The IIPC funds technical, educational and curatorial projects based on the goals outlined in the Strategic Action Plan. Projects can be submitted by Working Groups and Portfolios or, for dedicated programs, through the Request for Proposals. The consortium also collaborates on research and development projects by sharing data and testing tools. Task forces are formed to study and make recommendations on specific issues or problems. In the annual schedule, the IIPC also supports the General Assembly and Web Archiving Conference, online event series, training workshops, hackathons, and other events by providing direct funding or co-organizing them with members.
CURRENT PROJECTS
COMPLETED PROJECTS
- Discretionary Funding Program (DFP):
- Tools Development Projects 2020-2023
- Membership Engagement Projects 2017-2024
- Training Working Group Projects 2017-2020
- 2009-2017
IIPC TOOLS DEVELOPMENT PROJECTS
WEB ARCHIVING TOOLS MAINTENANCE (2025)
Project Coordinators: Tools Development Portfolio Leads & IIPC SPO
Funding: 20,000 USD
This project focuses on addressing issues in web archiving tools that are of priority to IIPC members. The budget is primarily for maintenance in the playback category but also for addressing issues pertaining to capture tools, which will become clear as draft work packages are finalized.

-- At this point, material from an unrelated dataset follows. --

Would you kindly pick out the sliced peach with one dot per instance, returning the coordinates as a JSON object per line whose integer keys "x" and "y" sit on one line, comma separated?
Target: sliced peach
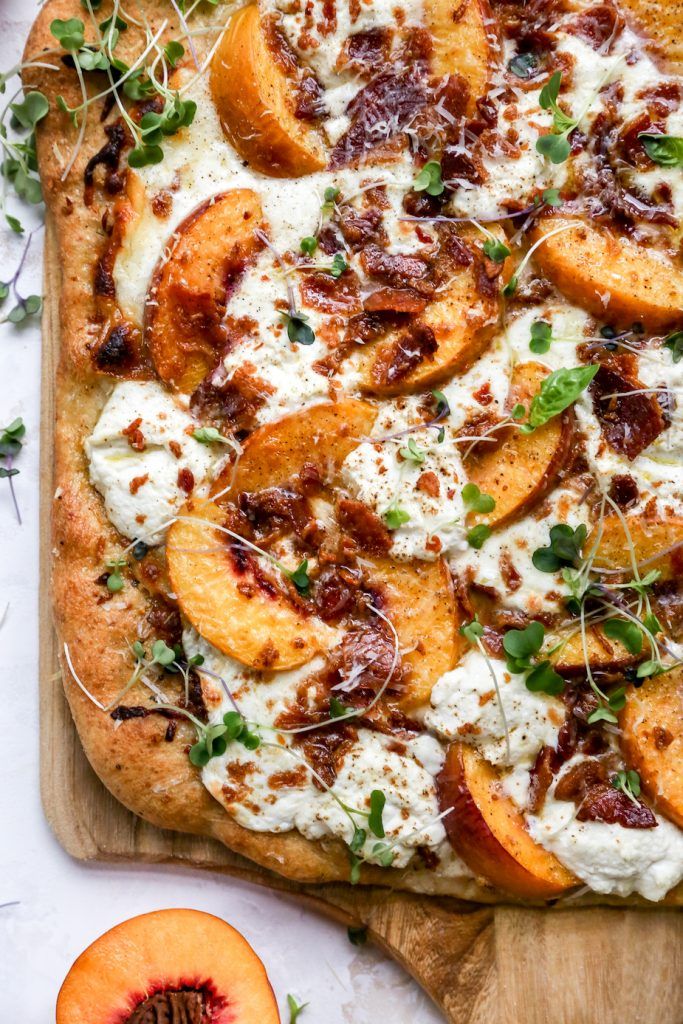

PYWB WORK PACKAGES (2024-2025)
Project Coordinators: Tools Development Portfolio Leads & IIPC SPO
Project developers: Webrecorder.net
Funding: 10,000 USD
Work Packages for the maintenance of pywb, an open-source tool developed by Webrecorder.
Deliverables:
- WP 1: Integration of client-side replay
- WP 2: Implementation of High-Priority Bug Fixes
- Follow-up bug fixes based on the deliverables of WP 1 and WP 2, or additional maintenance
IIPC WORKING GROUP PROJECTS
COLLABORATIVE COLLECTIONS
Project coordinators: Nicola Bingham, British Library and Shereen Tay, National Library Board Singapore, Content Development Group (CDG) Co-chairs
The IIPC has supported the creation of collaborative collections since 2015, and they are now accessible through Archive-It and Biblioteca Alexandrina. Current collections include new crawling for the ongoing Intergovernmental Organizations and the War in Ukraine. The CDG will confirm their plans for other 2025 collections at the General Assembly.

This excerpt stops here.